Here’s “irony”: While ghost hunters were tromping around Gettysburg looking for the phenomenon we refer to as “ghosts” and probably having no success, we were seeing and hearing them at our motel.
Gary and I were in our bathroom at different times when we heard voices coming from our bedroom and the room next door, only no one was there. Christa had a similar experience in her room.
One night, I watched a shadow go through the parking lot. After you’ve seen such things enough times, you know what they are. This happened right after a flock of ghost hunters went by, and it was skedaddling as fast as it probably could go in the opposite direction.
“They’re coming here,” Gary said, “because they know us, and they know we’re friendly.”
One must retain a healthy ... spirit, if you will ... of skepticism: Is it real, or is it Memorex?
Photos of “ghost orbs” abound. The reflection from the dusk-to-dawn light at the church next door to my home creates a perfect ghost orb at night in the lenses of my eyeglasses. It even has an inner texture that resembles a face.
I have other photos that are less easy to explain. One I took at at Sachs Covered Bridge shows an orange glow directly in front of Donnie’s face.
Another shows a gray something just inside the bridge, and what appears to be a mist that fills the upper structures. I took the shot without a flash, and that section of the bridge should have been as dark as it was in a photo I took there under similar lighting conditions in April.
Most of my unexplainable photos show an orange something. The Gettysburg Ghosts Web site says orange indicates a healing energy, which is what we feel at Gettysburg. Those who’ve been to Antietam battlefield at Sharpsburg say what they experience is far different.
The feelings associated with this phenomenon — what some perceive as a sudden chill or a burst of energy — are impossible to explain to folks who haven’t experienced them. They come upon you when you’re not expecting them.
I went by myself to Devil’s Den last April and left half an hour later with the virtual certainty that whoever was there knew me, and I knew them. My friends had been watching me, and Donnie and Christa asked Gary if he thought I was all right. “I know what’s going on,” Gary told them. “He’s OK.” It’s happened to him, too.
We went to a part of the battlefield where one of my friends could say a prayer on behalf of a recently departed loved one who found meaning there.

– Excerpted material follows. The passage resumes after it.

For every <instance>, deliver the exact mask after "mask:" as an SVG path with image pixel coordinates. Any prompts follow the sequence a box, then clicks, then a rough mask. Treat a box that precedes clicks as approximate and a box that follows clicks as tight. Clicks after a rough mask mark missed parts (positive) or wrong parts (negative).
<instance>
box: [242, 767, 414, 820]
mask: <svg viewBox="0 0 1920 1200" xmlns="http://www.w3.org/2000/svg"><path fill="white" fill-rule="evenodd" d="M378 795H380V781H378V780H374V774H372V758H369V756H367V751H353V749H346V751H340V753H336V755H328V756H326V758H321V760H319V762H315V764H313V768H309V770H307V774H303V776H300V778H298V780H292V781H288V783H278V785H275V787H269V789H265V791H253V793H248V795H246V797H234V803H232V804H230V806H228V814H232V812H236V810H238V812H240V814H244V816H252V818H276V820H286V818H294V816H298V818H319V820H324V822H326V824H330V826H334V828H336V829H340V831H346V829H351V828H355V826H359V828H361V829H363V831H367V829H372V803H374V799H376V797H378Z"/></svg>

He later told me that saying his prayer was one of the hardest things he ever had to do, but that as he began he was suddenly filled by an unexplainable energy that upheld him and inspired his words.
It was a magnificent prayer, and I said I had felt the same thing at the same time ... which was why I’d told him I had reason to believe his prayer was well-received.

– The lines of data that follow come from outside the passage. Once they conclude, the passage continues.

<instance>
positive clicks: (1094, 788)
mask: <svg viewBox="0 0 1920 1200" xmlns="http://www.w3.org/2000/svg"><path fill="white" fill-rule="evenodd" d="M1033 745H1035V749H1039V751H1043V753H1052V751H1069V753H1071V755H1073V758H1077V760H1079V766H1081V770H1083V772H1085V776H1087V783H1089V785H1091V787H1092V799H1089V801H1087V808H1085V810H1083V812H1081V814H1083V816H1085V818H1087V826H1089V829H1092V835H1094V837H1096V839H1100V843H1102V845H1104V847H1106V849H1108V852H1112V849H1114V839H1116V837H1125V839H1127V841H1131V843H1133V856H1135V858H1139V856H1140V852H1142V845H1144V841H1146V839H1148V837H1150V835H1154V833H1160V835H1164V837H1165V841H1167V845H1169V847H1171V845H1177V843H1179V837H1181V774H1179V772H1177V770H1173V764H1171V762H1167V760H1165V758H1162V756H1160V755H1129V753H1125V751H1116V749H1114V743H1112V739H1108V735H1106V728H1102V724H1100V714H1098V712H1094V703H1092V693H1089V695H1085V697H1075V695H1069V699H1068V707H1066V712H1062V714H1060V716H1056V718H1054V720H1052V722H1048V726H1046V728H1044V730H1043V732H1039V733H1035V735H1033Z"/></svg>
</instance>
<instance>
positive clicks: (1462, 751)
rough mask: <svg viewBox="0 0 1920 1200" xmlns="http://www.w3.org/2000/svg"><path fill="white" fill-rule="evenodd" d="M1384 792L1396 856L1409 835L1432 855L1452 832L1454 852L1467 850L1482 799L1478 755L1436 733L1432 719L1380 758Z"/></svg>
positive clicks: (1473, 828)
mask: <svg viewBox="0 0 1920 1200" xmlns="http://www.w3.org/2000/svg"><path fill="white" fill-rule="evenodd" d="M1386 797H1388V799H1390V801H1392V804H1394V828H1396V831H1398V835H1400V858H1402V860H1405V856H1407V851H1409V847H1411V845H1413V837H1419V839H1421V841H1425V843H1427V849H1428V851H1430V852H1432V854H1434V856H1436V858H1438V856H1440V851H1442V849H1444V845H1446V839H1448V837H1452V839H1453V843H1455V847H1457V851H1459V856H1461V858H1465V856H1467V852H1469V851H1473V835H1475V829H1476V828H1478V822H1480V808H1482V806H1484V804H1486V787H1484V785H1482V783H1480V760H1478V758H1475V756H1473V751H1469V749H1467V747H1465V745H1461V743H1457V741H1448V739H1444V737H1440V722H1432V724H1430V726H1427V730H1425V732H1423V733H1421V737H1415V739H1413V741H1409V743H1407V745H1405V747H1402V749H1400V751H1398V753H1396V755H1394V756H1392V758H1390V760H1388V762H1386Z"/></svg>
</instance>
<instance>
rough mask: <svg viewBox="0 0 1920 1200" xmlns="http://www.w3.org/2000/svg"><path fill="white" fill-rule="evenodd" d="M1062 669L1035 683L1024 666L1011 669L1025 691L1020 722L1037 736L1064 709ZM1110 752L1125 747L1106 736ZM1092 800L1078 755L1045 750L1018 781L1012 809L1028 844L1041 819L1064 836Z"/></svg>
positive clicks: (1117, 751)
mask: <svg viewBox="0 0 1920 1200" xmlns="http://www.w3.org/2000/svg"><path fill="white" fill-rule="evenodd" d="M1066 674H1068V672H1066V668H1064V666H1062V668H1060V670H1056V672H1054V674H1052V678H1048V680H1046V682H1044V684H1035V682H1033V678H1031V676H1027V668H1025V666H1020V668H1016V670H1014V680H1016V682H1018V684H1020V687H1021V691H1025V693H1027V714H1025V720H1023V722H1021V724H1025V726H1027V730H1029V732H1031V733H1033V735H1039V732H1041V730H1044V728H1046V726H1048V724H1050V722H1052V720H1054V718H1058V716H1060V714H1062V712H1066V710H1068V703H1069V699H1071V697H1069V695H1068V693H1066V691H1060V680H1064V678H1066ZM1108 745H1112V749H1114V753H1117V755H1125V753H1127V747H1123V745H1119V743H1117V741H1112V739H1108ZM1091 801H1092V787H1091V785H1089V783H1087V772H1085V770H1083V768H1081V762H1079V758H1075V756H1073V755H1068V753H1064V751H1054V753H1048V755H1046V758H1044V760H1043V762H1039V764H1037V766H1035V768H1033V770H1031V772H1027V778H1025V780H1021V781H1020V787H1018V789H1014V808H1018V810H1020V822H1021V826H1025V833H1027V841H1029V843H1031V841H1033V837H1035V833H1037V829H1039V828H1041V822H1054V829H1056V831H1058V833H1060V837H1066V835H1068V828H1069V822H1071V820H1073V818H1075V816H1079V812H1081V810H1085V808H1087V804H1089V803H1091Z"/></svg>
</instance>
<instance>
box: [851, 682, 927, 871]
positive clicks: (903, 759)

(People ask me if I’m not afraid of the dark side of this, and I say that I am. I have left places or refused to go into them because of what I’ve felt there. And as my pastor said, to shun all of what lies beyond is to shun the Lord and His holy angels.)
When two or more people experience the same thing, it becomes more convincing.

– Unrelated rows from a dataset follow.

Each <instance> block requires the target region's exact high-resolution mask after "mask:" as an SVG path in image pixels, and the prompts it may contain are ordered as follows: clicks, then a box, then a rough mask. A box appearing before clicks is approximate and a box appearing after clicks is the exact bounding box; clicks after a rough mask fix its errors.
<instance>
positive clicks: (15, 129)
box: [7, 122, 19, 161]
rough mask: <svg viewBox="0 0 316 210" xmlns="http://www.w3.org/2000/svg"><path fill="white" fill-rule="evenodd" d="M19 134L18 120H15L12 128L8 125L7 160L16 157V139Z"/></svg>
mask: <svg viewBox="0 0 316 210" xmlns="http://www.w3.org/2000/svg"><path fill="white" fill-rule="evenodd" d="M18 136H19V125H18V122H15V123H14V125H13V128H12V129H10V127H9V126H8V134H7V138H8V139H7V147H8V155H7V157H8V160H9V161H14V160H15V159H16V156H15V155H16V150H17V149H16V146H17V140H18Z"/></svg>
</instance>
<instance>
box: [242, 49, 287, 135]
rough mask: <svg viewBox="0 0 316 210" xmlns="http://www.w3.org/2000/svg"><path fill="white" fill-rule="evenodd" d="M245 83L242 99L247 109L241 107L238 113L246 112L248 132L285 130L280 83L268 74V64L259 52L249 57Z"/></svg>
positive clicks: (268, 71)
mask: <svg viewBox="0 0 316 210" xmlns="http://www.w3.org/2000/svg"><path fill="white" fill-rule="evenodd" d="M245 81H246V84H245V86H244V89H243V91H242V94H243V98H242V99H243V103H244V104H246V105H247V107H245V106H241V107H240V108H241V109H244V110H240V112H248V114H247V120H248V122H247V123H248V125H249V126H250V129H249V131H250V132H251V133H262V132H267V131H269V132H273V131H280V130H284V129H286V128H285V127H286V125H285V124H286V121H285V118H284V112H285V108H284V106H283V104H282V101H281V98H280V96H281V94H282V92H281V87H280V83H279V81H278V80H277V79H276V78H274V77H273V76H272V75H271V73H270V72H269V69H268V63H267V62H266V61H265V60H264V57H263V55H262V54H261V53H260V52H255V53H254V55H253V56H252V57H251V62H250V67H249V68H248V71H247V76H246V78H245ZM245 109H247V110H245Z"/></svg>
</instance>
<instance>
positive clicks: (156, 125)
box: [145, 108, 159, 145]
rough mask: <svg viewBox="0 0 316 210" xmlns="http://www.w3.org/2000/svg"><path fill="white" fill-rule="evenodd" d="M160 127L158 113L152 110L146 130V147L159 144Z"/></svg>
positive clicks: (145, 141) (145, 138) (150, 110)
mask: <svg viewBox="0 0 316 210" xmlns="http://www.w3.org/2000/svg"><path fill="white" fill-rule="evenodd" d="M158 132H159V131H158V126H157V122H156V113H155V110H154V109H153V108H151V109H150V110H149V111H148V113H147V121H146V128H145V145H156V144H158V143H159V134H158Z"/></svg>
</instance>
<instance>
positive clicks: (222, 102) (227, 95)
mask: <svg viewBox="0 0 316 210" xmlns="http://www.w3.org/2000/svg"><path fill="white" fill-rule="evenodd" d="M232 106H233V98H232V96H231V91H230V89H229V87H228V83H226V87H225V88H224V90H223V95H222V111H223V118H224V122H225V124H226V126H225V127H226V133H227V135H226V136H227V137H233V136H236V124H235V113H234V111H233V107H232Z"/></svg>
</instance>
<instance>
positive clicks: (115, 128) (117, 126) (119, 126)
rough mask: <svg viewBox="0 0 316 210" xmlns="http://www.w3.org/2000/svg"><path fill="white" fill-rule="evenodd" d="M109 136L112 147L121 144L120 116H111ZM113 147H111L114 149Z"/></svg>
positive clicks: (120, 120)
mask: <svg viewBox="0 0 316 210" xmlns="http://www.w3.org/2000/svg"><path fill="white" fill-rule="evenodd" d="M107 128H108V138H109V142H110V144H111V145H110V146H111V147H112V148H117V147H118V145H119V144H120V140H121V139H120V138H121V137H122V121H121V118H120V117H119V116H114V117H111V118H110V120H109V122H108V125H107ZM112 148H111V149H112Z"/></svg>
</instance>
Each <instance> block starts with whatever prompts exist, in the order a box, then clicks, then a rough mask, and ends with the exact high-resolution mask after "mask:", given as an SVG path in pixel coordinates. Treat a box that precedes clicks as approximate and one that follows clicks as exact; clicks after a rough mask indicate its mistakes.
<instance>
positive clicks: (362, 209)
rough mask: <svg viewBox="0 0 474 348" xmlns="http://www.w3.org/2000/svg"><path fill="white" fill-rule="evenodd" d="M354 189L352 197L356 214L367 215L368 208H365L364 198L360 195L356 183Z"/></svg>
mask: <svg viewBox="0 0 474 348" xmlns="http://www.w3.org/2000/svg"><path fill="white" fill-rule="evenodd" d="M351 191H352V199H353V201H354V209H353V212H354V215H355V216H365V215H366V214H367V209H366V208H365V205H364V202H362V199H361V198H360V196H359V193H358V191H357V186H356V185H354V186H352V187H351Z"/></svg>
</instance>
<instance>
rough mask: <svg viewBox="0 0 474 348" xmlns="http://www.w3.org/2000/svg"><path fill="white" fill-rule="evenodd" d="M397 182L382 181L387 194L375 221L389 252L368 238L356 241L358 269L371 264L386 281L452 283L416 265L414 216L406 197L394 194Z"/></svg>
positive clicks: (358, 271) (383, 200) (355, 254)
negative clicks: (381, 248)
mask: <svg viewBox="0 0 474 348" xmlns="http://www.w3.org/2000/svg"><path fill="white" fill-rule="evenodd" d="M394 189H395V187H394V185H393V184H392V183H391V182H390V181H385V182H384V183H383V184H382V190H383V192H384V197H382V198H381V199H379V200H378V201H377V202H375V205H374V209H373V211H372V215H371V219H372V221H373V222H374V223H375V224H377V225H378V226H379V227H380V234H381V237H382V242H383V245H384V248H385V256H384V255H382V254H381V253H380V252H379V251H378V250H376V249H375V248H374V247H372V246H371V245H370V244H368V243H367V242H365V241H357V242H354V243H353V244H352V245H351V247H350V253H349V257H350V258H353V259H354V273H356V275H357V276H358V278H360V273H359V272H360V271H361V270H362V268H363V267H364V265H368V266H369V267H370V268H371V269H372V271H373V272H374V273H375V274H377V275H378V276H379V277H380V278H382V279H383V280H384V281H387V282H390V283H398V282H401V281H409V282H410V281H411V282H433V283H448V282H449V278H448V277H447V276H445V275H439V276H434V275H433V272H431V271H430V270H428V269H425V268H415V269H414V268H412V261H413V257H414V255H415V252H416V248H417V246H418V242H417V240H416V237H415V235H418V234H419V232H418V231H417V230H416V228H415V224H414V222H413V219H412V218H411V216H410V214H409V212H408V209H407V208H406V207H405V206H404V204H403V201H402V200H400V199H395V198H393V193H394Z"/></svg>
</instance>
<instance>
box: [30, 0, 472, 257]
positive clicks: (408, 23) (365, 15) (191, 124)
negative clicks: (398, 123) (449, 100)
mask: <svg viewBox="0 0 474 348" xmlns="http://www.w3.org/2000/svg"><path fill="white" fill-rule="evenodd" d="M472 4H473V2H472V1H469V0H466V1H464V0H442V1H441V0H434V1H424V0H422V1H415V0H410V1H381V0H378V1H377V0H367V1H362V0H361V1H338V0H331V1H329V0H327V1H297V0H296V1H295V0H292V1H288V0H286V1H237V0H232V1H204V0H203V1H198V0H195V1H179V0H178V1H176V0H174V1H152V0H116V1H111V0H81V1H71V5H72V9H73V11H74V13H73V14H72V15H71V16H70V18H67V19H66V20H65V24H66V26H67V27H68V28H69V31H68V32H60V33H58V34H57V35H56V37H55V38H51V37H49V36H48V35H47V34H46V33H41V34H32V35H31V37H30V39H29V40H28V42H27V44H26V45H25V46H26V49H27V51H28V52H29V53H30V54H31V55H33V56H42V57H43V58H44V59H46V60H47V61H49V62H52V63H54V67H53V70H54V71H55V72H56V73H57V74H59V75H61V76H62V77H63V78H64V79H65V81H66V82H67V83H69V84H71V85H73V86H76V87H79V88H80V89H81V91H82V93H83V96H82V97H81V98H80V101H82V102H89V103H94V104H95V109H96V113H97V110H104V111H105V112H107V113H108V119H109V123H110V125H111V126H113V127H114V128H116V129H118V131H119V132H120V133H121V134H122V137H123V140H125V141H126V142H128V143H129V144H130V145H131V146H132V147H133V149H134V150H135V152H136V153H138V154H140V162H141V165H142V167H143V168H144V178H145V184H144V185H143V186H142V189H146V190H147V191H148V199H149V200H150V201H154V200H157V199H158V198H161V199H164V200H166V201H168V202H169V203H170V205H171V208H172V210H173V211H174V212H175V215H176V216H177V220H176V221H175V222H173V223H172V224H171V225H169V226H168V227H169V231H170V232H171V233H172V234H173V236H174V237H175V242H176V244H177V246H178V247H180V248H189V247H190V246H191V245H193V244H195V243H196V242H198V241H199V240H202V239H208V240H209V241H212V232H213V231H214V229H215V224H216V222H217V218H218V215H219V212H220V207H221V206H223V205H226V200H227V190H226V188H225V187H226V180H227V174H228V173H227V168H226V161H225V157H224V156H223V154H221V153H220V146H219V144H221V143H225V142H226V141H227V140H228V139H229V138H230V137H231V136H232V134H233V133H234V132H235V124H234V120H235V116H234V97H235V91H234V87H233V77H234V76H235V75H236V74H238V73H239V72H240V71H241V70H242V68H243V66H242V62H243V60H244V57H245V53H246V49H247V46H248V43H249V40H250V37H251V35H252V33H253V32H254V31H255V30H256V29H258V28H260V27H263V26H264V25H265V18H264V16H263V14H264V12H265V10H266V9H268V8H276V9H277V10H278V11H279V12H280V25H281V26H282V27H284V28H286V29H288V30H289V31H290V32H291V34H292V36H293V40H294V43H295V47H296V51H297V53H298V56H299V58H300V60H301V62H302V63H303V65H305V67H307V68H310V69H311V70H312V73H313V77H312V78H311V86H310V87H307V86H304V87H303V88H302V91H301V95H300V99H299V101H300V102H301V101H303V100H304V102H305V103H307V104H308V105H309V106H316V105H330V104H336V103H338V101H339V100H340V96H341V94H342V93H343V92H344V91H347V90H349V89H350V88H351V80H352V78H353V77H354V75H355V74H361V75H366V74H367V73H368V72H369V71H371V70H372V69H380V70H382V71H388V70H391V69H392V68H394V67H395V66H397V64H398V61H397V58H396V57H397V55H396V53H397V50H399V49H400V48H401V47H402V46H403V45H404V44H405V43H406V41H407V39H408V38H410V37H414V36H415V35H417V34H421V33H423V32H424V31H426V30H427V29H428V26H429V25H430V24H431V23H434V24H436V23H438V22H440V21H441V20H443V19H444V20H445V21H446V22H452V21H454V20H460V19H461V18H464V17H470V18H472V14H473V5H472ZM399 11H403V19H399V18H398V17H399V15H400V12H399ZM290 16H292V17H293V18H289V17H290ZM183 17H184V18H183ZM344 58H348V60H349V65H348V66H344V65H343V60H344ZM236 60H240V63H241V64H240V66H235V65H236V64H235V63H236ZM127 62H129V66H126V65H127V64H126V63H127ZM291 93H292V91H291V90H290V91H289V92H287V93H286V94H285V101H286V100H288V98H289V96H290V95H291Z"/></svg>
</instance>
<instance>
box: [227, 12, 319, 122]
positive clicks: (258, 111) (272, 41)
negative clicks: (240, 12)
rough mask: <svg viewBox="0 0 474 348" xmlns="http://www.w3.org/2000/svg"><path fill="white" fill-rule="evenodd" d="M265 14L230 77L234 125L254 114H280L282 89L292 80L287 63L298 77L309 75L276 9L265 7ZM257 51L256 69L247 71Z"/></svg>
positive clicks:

Gary, Donnie and Christa heard what sounded like a large rock bouncing off other rocks and rolling through the woods nearby — as if someone was trying to build a makeshift fortification. They looked, but saw nothing. I was a few feet behind them, but didn’t hear it. Maybe it was meant only for them, and not for me.
Gary and I are fond of a song called, “Going Home,” from the Civil War movie “Gods and Generals.” Its music and lyrics are ... haunting, you might say ... and go like this: “They say there’s a place where dreams have all gone. They never said where, but I think I know. It’s miles through the night, just over the dawn, on this road that will take me home.” It’s a song that would tug at the heart of any lonely soldier.
We played it on the CD player of Steve and Shirley’s car one night in the parking lot.
Christa said, “I got chills big time while that song was playing,” and showed me goose bumps on her arm. I told her that music seems to bring them in, and that I could feel their presence, too. After the song ended, they were gone.
Later, I yielded to an impulse and walked through the parking lot to lean against a rail fence and look into the Gettysburg National Cemetery.
Suddenly overtaken by the same feeling I had at Devil’s Den, I wondered aloud if among the many who rest there were those I have known, somewhere ... somewhen. There was an immediate and powerful sensation of Yes.
Was I there with you? Yes.
Will we meet again? To that, there was no answer; maybe we’re not to know the future.
Finally, I whispered that it was time for me to go back to my other friends. When I promised to return someday, the response came strongly: Farewell, until the next time.
A few feet behind me, a boot crunched on dirt and gravel, but no one was there — only the smooth, wet, blacktop of the parking lot.
One afternoon I played “Going Home” while Gary and I rode up to Little Round Top in my car. Directly, I asked Gary if he smelled pipe tobacco, and his eyes went wide open. He nodded energetically and said, “Yes!”
Music does have more charms than we realize, and visitors to Gettysburg often smell pipe tobacco in places where there should be none.
All good things must end, and as we drew near to Cumberland, Gary and I played “Going Home” one last time. We stopped briefly to say our good-byes, Gary got into Steve and Shirley’s car to return to Mount Savage, and they drove off.
After my friends were gone, I sat quietly in my car for a few moments, then smiled and began to chuckle. Lingering with me for just a moment, then fading as quickly as it had come, was the unmistakable scent of pipe tobacco.